A deputada do Movimento Somos Coimbra, Ana Bastos, alertou, hoje, para a resolução do problema da carreira dos motoristas dos Serviços Municipalizados dos Transportes Urbanos de Coimbra (SMTUC), uma situação para a qual a vereadora Regina Bento admitiu ainda não se ter encontrado solução.

“Qual a motivação para estes trabalhadores que auferem o salário mínimo nacional para prestarem um serviço público de qualidade?”, interrogou a deputada do Somos Coimbra, sublinhando que “apesar das reivindicações, com aceitação consensual e generalizada pelos diferentes quadrantes políticos, nada mudou”.

Ana Bastos propõe, por isso, passar os motoristas “para a carreira de assistentes operacionais ou assistentes técnicos” ou aplicação de um regime semelhante ao de outros municípios, com regime jurídico de empresas locais (garantindo assim que os Serviços Municipalizados teriam organização autónoma no âmbito da administração municipal). Uma solução a que, peremptoriamente, o presidente da Câmara, Manuel Machado, respondeu negativamente, argumentando que “o estatuto jurídico das partes não o permite”.

A deputada falou em injustiça e desigualdade entre trabalhadores que exercem as mesmas funções e responsabilidades, como é o caso dos trabalhadores da Carris (em Lisboa) e dos STCP (no Porto), para os quais foi criado um enquadramento próprio.

“É preciso agir e estudar, de forma empenhada, possíveis soluções para a sua resolução ou formas de compensar estes trabalhadores pelas perdas salariais efectivas”, notou.

Em resposta, Regina Bento, vereadora e membro do Conselho de Administração dos SMTUC, afirmou que este órgão “tem acompanhado as reivindicações dos motoristas e gostaria de encontrar uma solução para esses problemas”, contudo, adiantou, “transformar os motoristas em assistentes técnicos/administrativos e confundir o regime jurídico dos serviços municipalizados com o dos regimes locais parece-me uma grande ‘misturada’”.
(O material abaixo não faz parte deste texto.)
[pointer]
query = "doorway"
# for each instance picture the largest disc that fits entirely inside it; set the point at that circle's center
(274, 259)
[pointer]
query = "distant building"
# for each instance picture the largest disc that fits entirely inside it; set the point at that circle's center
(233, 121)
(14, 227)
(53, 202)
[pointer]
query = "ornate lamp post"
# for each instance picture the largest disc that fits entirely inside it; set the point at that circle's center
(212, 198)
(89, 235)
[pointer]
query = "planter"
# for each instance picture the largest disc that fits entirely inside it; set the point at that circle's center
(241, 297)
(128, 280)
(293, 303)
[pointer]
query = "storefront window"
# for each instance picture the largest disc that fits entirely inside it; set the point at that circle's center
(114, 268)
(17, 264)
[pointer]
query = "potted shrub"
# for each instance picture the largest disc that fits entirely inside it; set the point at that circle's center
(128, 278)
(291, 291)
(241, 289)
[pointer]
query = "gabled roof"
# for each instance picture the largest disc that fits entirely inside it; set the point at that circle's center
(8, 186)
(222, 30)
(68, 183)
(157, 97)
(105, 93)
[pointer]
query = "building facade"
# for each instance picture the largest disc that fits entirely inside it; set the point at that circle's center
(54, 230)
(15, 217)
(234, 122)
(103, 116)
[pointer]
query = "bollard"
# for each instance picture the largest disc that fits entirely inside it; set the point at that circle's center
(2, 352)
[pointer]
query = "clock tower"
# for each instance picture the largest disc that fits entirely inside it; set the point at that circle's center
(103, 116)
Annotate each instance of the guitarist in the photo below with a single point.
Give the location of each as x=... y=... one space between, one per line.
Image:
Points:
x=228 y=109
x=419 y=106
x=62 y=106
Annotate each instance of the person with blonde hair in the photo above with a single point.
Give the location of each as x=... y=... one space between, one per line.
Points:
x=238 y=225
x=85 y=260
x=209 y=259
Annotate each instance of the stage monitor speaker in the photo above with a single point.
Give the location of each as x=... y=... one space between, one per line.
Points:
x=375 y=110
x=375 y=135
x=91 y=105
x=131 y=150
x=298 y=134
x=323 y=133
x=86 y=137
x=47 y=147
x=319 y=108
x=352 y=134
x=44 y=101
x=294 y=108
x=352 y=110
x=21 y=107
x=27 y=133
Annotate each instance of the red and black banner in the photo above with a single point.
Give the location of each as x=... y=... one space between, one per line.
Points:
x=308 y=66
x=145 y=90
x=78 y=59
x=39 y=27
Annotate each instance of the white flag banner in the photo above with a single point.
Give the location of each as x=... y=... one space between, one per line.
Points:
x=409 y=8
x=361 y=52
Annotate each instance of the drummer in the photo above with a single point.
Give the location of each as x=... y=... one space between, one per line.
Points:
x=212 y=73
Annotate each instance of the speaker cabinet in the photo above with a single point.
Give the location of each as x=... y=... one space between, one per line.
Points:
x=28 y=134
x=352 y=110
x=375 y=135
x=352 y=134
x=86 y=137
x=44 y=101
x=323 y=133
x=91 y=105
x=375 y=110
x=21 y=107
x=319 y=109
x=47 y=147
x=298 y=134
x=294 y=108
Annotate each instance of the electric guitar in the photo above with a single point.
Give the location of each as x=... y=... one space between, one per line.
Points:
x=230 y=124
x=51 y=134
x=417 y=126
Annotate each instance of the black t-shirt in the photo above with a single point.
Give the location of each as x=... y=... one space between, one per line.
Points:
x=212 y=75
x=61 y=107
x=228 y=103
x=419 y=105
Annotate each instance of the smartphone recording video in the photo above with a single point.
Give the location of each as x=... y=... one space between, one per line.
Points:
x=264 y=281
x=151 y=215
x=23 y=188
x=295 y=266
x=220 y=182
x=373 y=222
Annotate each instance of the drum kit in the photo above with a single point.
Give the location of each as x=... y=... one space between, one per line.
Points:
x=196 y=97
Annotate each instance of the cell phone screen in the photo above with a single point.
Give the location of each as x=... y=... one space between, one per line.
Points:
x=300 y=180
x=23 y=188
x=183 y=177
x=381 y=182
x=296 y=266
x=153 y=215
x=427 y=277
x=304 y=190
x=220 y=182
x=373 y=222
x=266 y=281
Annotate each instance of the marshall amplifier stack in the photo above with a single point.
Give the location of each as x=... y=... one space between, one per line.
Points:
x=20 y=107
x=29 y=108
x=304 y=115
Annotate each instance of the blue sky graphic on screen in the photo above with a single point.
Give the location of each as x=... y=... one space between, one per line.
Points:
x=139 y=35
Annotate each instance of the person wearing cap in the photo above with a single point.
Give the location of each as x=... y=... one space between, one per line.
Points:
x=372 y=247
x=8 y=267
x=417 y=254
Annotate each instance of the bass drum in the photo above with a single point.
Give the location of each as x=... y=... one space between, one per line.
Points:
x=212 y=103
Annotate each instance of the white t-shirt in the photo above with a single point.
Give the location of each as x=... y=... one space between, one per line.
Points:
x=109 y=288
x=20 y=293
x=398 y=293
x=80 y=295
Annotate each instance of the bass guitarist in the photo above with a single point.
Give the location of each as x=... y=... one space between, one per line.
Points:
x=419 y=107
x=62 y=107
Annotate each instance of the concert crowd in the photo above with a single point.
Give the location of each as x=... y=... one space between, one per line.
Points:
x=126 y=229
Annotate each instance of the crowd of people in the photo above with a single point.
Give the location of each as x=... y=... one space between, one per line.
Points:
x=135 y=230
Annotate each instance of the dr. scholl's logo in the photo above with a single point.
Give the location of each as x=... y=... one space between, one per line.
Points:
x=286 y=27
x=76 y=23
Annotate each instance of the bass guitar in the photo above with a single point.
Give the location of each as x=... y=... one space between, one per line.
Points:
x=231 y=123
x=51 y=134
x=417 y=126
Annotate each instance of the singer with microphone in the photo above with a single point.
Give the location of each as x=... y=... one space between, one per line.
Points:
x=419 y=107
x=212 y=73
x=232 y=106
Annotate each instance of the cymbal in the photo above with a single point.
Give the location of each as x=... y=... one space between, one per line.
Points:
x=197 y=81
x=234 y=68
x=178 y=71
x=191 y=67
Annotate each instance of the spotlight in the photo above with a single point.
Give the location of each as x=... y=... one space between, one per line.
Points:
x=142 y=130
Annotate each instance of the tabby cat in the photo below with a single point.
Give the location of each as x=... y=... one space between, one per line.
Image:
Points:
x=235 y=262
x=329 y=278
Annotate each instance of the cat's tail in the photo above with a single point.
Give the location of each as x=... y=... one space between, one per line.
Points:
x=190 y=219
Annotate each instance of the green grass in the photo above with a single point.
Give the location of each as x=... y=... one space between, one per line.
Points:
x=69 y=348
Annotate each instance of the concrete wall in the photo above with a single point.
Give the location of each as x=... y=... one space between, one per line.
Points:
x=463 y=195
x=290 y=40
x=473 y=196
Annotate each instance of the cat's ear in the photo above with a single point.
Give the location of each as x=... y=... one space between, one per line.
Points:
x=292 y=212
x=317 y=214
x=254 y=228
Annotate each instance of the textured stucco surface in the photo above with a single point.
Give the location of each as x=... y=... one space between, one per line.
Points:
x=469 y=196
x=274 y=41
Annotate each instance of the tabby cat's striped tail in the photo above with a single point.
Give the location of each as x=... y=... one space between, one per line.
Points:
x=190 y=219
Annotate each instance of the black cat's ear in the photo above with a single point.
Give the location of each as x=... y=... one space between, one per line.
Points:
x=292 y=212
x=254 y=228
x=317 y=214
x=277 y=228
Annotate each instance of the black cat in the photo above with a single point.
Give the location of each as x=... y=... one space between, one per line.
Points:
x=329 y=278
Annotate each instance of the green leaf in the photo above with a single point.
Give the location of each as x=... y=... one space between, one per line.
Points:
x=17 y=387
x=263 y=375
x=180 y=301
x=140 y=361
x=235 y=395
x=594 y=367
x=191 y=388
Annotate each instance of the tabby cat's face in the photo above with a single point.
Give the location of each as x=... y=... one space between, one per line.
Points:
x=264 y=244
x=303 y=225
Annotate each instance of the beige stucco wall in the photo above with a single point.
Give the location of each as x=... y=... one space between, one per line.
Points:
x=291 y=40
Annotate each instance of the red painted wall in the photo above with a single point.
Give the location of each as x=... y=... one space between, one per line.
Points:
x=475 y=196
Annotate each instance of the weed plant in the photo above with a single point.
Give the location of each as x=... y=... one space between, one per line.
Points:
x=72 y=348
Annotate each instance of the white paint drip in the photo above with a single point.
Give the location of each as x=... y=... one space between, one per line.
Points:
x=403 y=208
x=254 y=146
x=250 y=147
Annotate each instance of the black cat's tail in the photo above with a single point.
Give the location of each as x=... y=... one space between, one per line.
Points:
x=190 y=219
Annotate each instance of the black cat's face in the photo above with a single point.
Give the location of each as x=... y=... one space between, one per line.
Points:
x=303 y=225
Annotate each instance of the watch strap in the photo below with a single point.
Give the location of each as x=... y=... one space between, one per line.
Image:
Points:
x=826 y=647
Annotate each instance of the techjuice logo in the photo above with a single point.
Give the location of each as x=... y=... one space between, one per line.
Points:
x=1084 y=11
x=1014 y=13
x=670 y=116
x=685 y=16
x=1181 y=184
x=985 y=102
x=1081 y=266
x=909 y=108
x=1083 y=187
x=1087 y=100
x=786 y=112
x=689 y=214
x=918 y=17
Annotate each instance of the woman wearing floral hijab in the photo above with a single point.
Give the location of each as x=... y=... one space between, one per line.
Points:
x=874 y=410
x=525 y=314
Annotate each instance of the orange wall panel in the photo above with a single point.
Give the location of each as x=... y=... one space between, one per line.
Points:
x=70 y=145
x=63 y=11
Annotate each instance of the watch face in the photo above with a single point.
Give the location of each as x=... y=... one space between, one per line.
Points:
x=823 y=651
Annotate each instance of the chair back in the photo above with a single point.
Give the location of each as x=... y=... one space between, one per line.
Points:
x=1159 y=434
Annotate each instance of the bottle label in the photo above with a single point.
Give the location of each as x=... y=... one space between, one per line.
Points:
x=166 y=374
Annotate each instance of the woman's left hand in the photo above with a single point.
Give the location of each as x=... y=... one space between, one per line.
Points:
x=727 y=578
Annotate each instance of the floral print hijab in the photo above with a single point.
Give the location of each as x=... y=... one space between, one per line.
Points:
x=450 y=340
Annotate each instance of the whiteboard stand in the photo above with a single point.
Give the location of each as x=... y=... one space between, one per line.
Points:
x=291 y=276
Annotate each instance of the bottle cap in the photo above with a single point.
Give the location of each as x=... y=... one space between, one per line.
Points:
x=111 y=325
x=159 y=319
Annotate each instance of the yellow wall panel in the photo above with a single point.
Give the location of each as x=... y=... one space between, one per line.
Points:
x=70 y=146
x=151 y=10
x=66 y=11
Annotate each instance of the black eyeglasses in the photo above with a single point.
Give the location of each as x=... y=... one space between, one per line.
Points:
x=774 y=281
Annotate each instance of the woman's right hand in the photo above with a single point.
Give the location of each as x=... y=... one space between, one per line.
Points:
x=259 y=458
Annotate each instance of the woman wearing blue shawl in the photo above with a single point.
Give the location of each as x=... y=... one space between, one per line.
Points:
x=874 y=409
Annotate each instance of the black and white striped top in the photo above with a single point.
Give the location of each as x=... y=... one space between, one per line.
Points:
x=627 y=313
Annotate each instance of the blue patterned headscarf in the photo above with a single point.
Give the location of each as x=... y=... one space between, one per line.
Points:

Regina Bento argumentou, ainda, que “embora os serviços municipalizados sejam dotados de uma estrutura interna próxima do figurino empresarial, não apresentam os traços mais marcantes das empresas públicas”.

“Relativamente aos trabalhadores, neste contexto de serviços municipalizados, o regime jurídico aplicável é o público, da Lei Geral do Trabalho e é nesse contexto que ter-se-á de encontrar uma solução para a carreira específica que já existiu antes da agregação das carreiras, em 2009”.

Segundo Regina Bento, “há nessa proposta uma grande confusão”, disse relativamente à solução proposta por Ana Bastos.